The price of oil has collapsed from near $120 a barrel in June last year to lows of around $45 a barrel in January, although it has since bounced back to around the $60-a-barrel level.
This dramatic fall in prices was due to weak demand, a strong dollar and booming U.S. oil production, according to the International Energy Agency (IEA).
However, OPEC's reluctance to cut output has also been seen as a key reason behind the fall. This has led some analysts to argue that the rivals have been playing a "game of chicken" over the price of oil before cutting back to ease the oversupply.
And U.S. shale producers appear to have succumbed to the pressure. Over recent months, the producers have been busy dialing back their operations and research firm Baker Hughes reported Friday that the U.S. oil rig count had fallen for the 22nd consecutive week.
But the IEA stated Wednesday that far from winning the "battle," it had only just begun for OPEC.

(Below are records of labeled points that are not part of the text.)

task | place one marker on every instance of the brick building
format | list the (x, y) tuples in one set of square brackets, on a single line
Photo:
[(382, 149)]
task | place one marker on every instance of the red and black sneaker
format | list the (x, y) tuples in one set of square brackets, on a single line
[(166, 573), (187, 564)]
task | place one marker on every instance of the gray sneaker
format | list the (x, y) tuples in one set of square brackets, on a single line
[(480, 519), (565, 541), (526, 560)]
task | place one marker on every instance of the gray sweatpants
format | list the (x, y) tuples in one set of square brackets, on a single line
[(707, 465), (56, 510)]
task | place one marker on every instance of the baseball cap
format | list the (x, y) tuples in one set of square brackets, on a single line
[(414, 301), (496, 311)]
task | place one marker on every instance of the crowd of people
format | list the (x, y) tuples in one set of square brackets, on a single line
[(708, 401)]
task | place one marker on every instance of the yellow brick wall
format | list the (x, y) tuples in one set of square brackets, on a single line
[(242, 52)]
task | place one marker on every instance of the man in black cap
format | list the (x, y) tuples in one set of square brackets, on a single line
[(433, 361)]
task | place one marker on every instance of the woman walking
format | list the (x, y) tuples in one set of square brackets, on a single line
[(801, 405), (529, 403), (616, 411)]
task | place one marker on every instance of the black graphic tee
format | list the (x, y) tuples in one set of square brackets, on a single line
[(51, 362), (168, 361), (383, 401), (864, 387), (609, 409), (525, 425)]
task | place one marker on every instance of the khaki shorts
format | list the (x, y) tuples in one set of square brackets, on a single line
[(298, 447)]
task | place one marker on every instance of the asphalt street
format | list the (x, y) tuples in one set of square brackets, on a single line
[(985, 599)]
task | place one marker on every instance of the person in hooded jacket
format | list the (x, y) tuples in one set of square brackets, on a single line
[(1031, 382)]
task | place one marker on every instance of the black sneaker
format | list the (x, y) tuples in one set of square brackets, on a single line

Russian oil companies are coping well, Brazil's state oil firm was a "success" story and Chinese, Vietnamese and Malaysian output was also seeing healthy growth, it said.
"(It would be) premature to suggest that OPEC has won the battle for market share," the IEA said.
"The move by the group's core Gulf members last November not to cut production in defense of prices was only the first step in a plan that includes actually ramping up output and aggressively investing in future production capacity."
Kuwait, Saudi Arabia and the United Arab Emirates are raising their rig counts, and Iraq and Libya are continuing to increase production, the IEA highlighted. Iranian supplies have also hit their highest since July 2012, it added.
"The rest of the oil patch is not standing still. As the market continues to rebalance, pockets of supply growth are emerging from unsuspected corners...the market's short-term fundamentals still look relatively loose," the energy think tank said.
The IEA on Wednesday kept its 2015 forecast for global oil demand growth unchanged at an average of 93.60 million b/d (barrels per day).
It also said that global oil supply growth remained at a steep 3.2 million b/d year-on-year in April, adding that total oil supplies were flat from March as higher OPEC output had offset a drop in non-OPEC supply.
It predicted that supply growth for 2015 from non-OPEC producers would be 830,000 b/d, up by 200,000 b/d since last month's report.